Poi, il sindaco di Firenze Giorgio La Pira. Fu lui a farci scoprire la profezia di Isaia, le parole che annunciano un tempo in cui le armi non saranno più costruite e i popoli non si eserciteranno più nell’arte della guerra. All’epoca ero molto giovane e non avevo ancora tutto chiaro, ma nel cuore sentivo che forse Dio ci avrebbe usato per fare qualcosa del genere. In fondo, l’Arsenale della Pace, la realtà di una vecchia fabbrica di morte trasformata in casa di vita, è nata proprio da quell’appuntamento.

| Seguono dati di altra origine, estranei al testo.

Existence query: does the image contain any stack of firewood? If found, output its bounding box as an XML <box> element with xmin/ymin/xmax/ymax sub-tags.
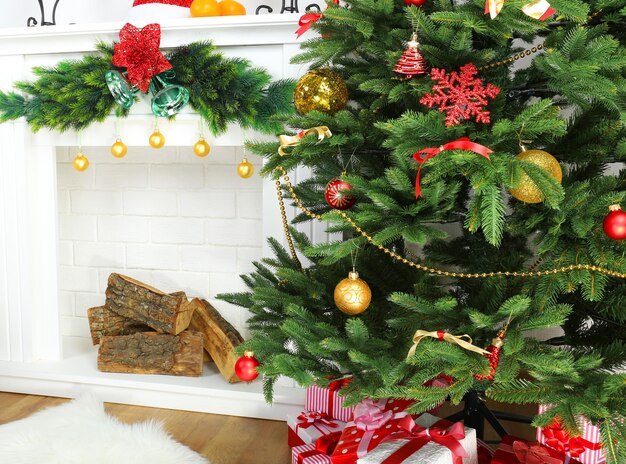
<box><xmin>88</xmin><ymin>274</ymin><xmax>243</xmax><ymax>383</ymax></box>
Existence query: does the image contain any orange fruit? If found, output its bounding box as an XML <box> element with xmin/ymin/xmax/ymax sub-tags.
<box><xmin>189</xmin><ymin>0</ymin><xmax>220</xmax><ymax>18</ymax></box>
<box><xmin>220</xmin><ymin>0</ymin><xmax>246</xmax><ymax>16</ymax></box>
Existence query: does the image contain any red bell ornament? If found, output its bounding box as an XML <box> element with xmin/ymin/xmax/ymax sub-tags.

Oggi non ho problemi a vedere nell’incontro con La Pira, l’incontro con un politico santo. Perché riconosciuta o no a livello ufficiale, per me la santità ha quello stile, ha quella credibilità. La Pira ci ha aiutato a capire che un grande obiettivo non si realizza mai da solo, ma con impegno, con gradualità, con umanità. La pace è così: non è uno slogan da gridare nelle piazze o nei cortei. La pace, come la speranza e l’amore, è un fatto concreto, è una scelta di vita, è l’impegno radicale a lottare contro ogni ingiustizia. La forza di un ideale può essere dirompente, ma dobbiamo avvolgerlo continuamente di pazienza, di delicatezza: abbiamo bisogno di riscoprire ogni giorno le nostre motivazioni, di dire il nostro sì. A quel punto diventeremo indomabili, sentiremo l’urgenza di non tacere di fronte a migliaia e migliaia di guerre nella storia e a centinaia di milioni di morti. A non stancarci nel dire che le armi non devono essere più costruite perché uccidono e lo fanno tante volte, quando sottraggono investimenti allo sviluppo, quando lasciano sul campo morti e feriti, quando preparano la vendetta, quando devastano per sempre l’equilibrio dei reduci.

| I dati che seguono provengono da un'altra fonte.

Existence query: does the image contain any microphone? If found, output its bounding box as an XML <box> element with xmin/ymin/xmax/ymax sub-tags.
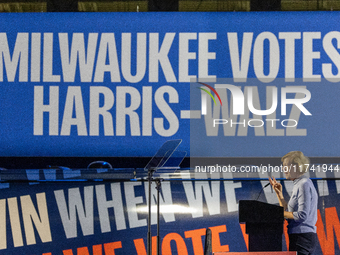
<box><xmin>255</xmin><ymin>182</ymin><xmax>270</xmax><ymax>201</ymax></box>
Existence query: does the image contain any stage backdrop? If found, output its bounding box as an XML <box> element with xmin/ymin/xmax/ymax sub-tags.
<box><xmin>0</xmin><ymin>12</ymin><xmax>340</xmax><ymax>157</ymax></box>
<box><xmin>0</xmin><ymin>169</ymin><xmax>340</xmax><ymax>255</ymax></box>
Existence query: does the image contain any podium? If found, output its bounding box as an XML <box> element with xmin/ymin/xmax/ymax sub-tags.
<box><xmin>239</xmin><ymin>200</ymin><xmax>284</xmax><ymax>252</ymax></box>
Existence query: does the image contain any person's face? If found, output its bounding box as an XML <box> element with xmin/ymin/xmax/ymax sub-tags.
<box><xmin>282</xmin><ymin>158</ymin><xmax>299</xmax><ymax>180</ymax></box>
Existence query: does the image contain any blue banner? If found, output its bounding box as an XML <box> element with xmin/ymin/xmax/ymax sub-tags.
<box><xmin>0</xmin><ymin>166</ymin><xmax>340</xmax><ymax>255</ymax></box>
<box><xmin>0</xmin><ymin>12</ymin><xmax>340</xmax><ymax>157</ymax></box>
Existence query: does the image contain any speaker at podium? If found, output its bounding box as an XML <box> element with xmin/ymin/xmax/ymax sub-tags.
<box><xmin>239</xmin><ymin>200</ymin><xmax>284</xmax><ymax>252</ymax></box>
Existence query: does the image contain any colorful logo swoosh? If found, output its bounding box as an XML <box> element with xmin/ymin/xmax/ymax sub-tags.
<box><xmin>199</xmin><ymin>82</ymin><xmax>222</xmax><ymax>105</ymax></box>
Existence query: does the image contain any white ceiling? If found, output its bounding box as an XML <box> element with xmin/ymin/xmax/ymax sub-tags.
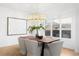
<box><xmin>0</xmin><ymin>3</ymin><xmax>79</xmax><ymax>16</ymax></box>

Credo che le tragedie della storia e la complessità geopolitica del mondo di oggi ci dicano che non è più tempo di aspettare. L’umanità può rinascere! Ognuno di noi può farlo, vivendo – se è credente – la santità come forma più alta del proprio essere al mondo. Da non credente, l’impegno continuo a cambiare, a convertirsi per convertire il corso negativo della storia. Tutto il resto non conta.
Mai come oggi è tempo di pace, tempo di perdono, tempo di incontro, tempo di credere che possiamo essere davvero custodi gli uni degli altri. Con il contributo di tutti, l’umanità può diventare come una famiglia, in cui ogni differenza, ogni colore, ogni cultura siano semplicemente le sfumature della fantasia di Dio.
Un’umanità così sarebbe l’artefice di una vera rivoluzione, di una primavera di pace e di riconciliazione. E allora, prepariamo la pace con scelte e con gesti di giustizia!
Facciamolo, non abbiamo paura, non esitiamo!
Chiediamolo prima di tutto a noi stessi: “Pace, che cosa posso fare per te?”.
Una domanda apparentemente piccola che però può cambiare il mondo.
E per noi cristiani aprire una via di santità.